Well, we weren’t that smart. Nebraska’s math standards rated a “D” and our English standards got a “C.” Both were well below the national average.

You can read the full report on www.edexcellence.net, “The State of State Standards 2005.” Don’t miss the cogent commentary by language expert Sandra Stotsky on the English standards, and Cal State Northridge math professor David Klein on the math specs.

Nebraska’s English standards dropped from a “B” rating in 2000 largely because the 2001 standards, set by the State Board of Education, have “serious limitations,” according to the report.

Examples: there are no apparent expectations for vocabulary growth after fourth grade; most standards are so nebulous and vague they aren’t teachable, much less measurable; there’s a failure to show increasing difficulty from grade to grade, and there’s a total lack of acknowledgement of the substantive content of a model literature curriculum, with no suggested titles or even authors or genres mentioned at any grade level, K-12.

It’s as if the kids are supposedly studying English without reading or writing anything. It’d be funny if it weren’t so sad.

On the math end, the gong rings even louder. Nebraska’s taxpayer-financed math standards are called “sketchy,” “awkward and vague,” with a “heavy reliance on calculators throughout.”

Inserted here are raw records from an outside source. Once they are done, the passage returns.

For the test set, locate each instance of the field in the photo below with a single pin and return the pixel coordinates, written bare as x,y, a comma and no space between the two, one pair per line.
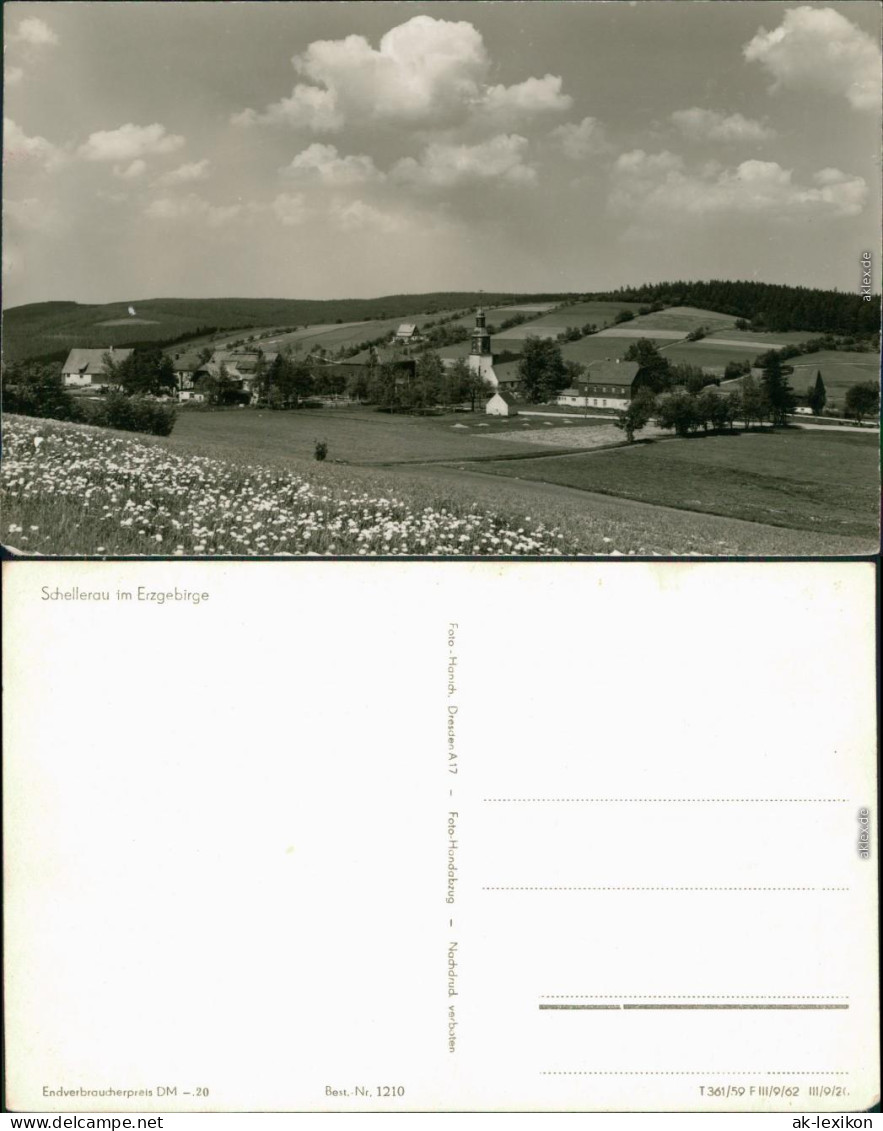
823,481
356,436
839,370
578,313
683,318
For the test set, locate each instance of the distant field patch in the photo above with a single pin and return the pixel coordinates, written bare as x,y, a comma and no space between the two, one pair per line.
353,436
534,330
700,353
744,344
801,480
578,313
129,321
630,330
599,347
839,369
685,318
527,308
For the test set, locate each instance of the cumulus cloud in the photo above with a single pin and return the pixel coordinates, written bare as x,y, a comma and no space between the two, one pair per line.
425,71
130,172
185,173
289,208
20,149
34,32
309,108
659,187
322,162
28,213
129,143
193,208
444,165
356,215
581,139
533,96
819,49
709,126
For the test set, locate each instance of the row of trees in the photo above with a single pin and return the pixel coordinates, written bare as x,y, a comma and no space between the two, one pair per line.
687,413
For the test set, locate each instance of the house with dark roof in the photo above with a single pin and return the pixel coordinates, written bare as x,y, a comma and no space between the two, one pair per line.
86,367
187,367
407,334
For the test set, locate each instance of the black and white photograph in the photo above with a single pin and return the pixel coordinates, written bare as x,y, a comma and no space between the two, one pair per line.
460,279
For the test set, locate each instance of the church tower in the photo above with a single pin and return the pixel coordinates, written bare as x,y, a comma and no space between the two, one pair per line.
481,359
481,337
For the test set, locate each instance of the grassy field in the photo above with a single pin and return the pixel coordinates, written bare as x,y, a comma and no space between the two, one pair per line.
355,436
578,313
683,318
839,370
39,329
805,481
76,490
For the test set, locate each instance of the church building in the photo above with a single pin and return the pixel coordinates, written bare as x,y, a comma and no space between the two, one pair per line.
481,359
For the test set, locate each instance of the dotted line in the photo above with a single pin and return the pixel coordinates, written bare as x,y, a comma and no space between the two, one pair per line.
704,996
667,800
711,1071
665,889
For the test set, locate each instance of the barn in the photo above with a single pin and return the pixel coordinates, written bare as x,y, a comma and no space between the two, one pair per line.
86,367
606,385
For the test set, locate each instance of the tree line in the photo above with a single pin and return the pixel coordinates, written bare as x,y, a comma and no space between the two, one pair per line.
763,305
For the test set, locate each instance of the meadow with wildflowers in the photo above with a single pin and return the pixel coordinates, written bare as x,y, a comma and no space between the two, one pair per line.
72,490
78,490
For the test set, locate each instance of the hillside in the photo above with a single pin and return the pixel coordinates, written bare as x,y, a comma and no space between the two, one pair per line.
46,330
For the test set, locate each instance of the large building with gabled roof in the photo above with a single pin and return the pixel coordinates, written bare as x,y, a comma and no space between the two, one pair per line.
86,367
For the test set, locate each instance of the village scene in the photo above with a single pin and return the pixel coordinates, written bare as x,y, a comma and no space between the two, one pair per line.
663,408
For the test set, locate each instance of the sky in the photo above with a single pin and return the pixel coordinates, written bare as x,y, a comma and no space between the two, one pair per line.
334,149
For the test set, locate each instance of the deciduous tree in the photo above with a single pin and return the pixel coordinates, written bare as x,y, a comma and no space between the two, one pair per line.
862,400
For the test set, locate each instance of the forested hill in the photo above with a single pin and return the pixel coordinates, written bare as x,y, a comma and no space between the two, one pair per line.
767,305
46,330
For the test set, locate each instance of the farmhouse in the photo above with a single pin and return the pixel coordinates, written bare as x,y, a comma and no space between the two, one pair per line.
86,367
187,368
407,334
607,385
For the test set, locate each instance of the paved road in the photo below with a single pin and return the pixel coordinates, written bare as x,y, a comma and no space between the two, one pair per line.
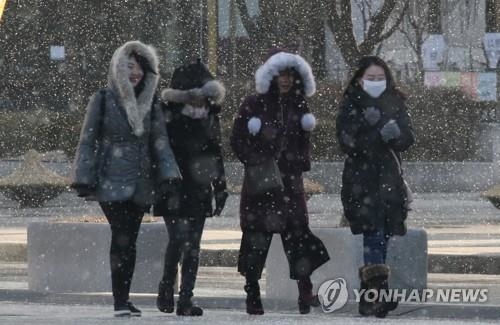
430,209
42,314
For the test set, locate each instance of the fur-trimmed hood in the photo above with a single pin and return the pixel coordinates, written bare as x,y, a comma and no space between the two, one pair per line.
118,81
213,90
282,61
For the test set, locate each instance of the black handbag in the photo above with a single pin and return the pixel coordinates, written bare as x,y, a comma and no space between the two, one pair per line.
263,178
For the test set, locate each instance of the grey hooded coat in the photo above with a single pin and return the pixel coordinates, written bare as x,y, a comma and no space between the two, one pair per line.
124,151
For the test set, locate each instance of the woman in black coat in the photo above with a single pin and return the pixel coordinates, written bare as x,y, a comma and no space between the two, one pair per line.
192,116
122,157
373,128
276,124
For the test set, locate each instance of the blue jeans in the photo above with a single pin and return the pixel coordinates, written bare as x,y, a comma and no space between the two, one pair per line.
375,247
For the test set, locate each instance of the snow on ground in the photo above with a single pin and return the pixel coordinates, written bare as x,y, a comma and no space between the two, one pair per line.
16,313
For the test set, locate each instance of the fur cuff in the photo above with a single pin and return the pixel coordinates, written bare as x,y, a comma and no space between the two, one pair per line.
367,273
308,122
213,90
254,125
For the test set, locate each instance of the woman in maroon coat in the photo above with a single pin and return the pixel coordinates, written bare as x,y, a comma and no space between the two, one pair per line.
276,124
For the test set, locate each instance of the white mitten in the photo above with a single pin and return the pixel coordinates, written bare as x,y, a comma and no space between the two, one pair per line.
254,125
308,122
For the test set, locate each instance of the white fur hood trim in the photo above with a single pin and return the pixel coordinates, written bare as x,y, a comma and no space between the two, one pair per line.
214,90
136,108
308,122
282,61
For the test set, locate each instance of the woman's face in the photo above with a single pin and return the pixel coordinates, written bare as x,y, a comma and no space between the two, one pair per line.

Nebraska’s standards leave out the memorization of single-digit arithmetic facts, standard algorithms of arithmetic, the quadratic formula, and the Pythagorean Theorem. Nearly 40 percent of the 12th-grade math standards are given over to probability and data analysis, instead of solid calculations of algebra, geometry and trigonometry. The geometry standards were termed “peculiar,” and the standards on measurement required the kids to, well, measure, instead of do calculations in order to measure.

What should we do about this?

I’ve said it before, and I’ll say it again: throw out our statewide standards and especially the assessments we’ve put in place at great expense even though nobody wanted this system, especially not parents, teachers and taxpayers. Why not? Because they’re nonsense. But the entrenched education bureaucracy has no motivation to understand that academics is what we want, not socialized mush.

Or if we refuse to do that, then we have to start a GI Bill-style vouchers system, to give to families who choose to opt out of the public schools at least a piece of the tax funding their child would have received if they’d stayed in. Then they can use that money to send their child to the private school of their choice, where they teach real stuff, and not “standards.”

One more thing that I’ve said before, too: to prevent this kind of thing from happening, and to save our public schools, we need to pass a law STAT to make the State Education Commissioner elected, not appointed, and to give the elected State Board of Education more power over the Commissioner. Then, finally, we might have a public servant at the top who is accountable to the public, and then we could begin to rebuild our schools.